Deeply concerned that the ranks of protesters were swelling by the day, the regime decided early Saturday to resort to force. Riot police were ordered to disperse the crowd, detain the opposition leaders and put me under house arrest. After several hours, citizens reassembled at another site, demanding to see their leaders, but instead they encountered more riot police, later reinforced by units of the Armenian army, which was ordered to crush the protest. At least eight people were killed this weekend, and emergency rule has been declared.
How did we come to this? Why did the regime headed by outgoing President Robert Kocharian and "president-elect" Sarkissian think it could get away with using force against its own people? Surely the two men had their reasons, but the West's signal, even if unintentional, that they did not have to worry about a strong international reaction was the most important one.
We in Armenia have been trying to understand the roots of such indifference to the rape of our democracy by the Kocharian-Sarkissian regime. The available evidence suggests two explanations: First, some influential organizations and actors in the West, and in Europe in particular, are naively wedded to the notion of positive reinforcement. They seem to think that praising small improvements, instead of criticizing major flaws, creates an incentive for good behavior. Anyone who has studied this regime closely, however, understands the absurdity of such an approach.
Second, and perhaps more important, is the oft-stated claim that the only people able to settle Armenia's long-standing conflict over the Nagorno-Karabakh region will be leaders who are themselves from Nagorno-Karabakh -- as Kocharian and Sarkissian are -- and who are perceived domestically as hard-liners. This is analogous to the "only Nixon could go to China" logic. The problem is that despite being in power for the past 10 years, Kocharian and Sarkissian have done little to move the negotiating process forward. More important, any leader who must make consequential and difficult choices must have the trust of his people. Sarkissian does not have that trust. After what he and Kocharian did on March 1, he will not be able to govern here, let alone make difficult choices.
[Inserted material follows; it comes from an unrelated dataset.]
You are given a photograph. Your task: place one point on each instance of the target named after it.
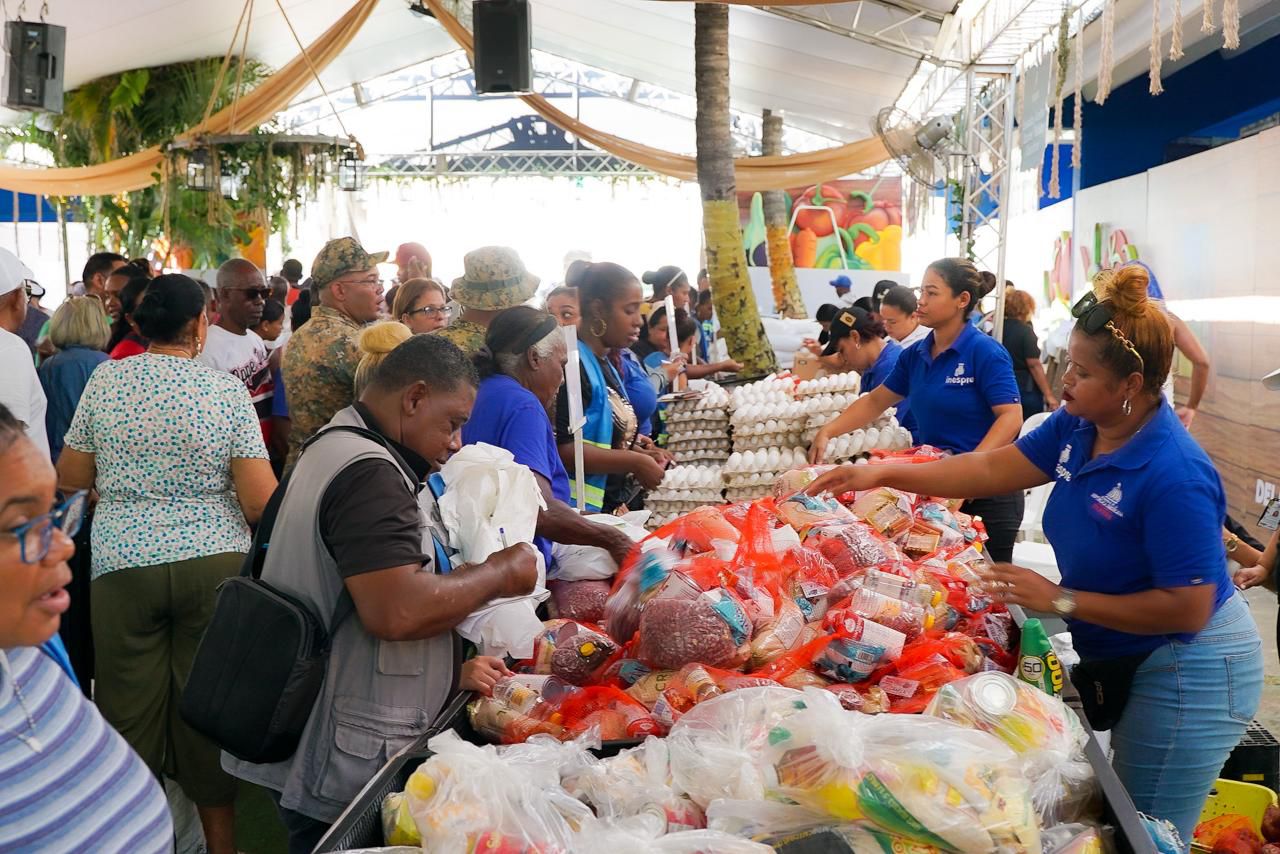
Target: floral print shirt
(164, 432)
So what should be done? What do the people of Armenia expect from the West, and the United States in particular? At the very least, we expect a strong and unequivocal condemnation of the violence that occurred March 1 and a recognition that the government, not the opposition, bears responsibility. This condemnation should accompany a stern warning against continued persecution of the opposition and its leaders -- mistreatment that is reaching unprecedented levels -- as well as a demand to lift the restrictions on the media and restore the people's rights to free assembly and unbiased information. We also expect a reassessment of the conduct of the election. Any serious reassessment will inevitably lead to the conclusion that a new election must be held.
If these steps are not taken, Armenians will draw two very undesirable conclusions: that peaceful and lawful means of political struggle are ineffective and pointless, and that the West cares about democracy only when it is politically expedient to do so. The West must do everything possible to dissuade Armenia's citizens from reaching those conclusions.
The writer was president of Armenia from 1991 to 1998 and was the main opposition candidate for president this year. He is under house arrest.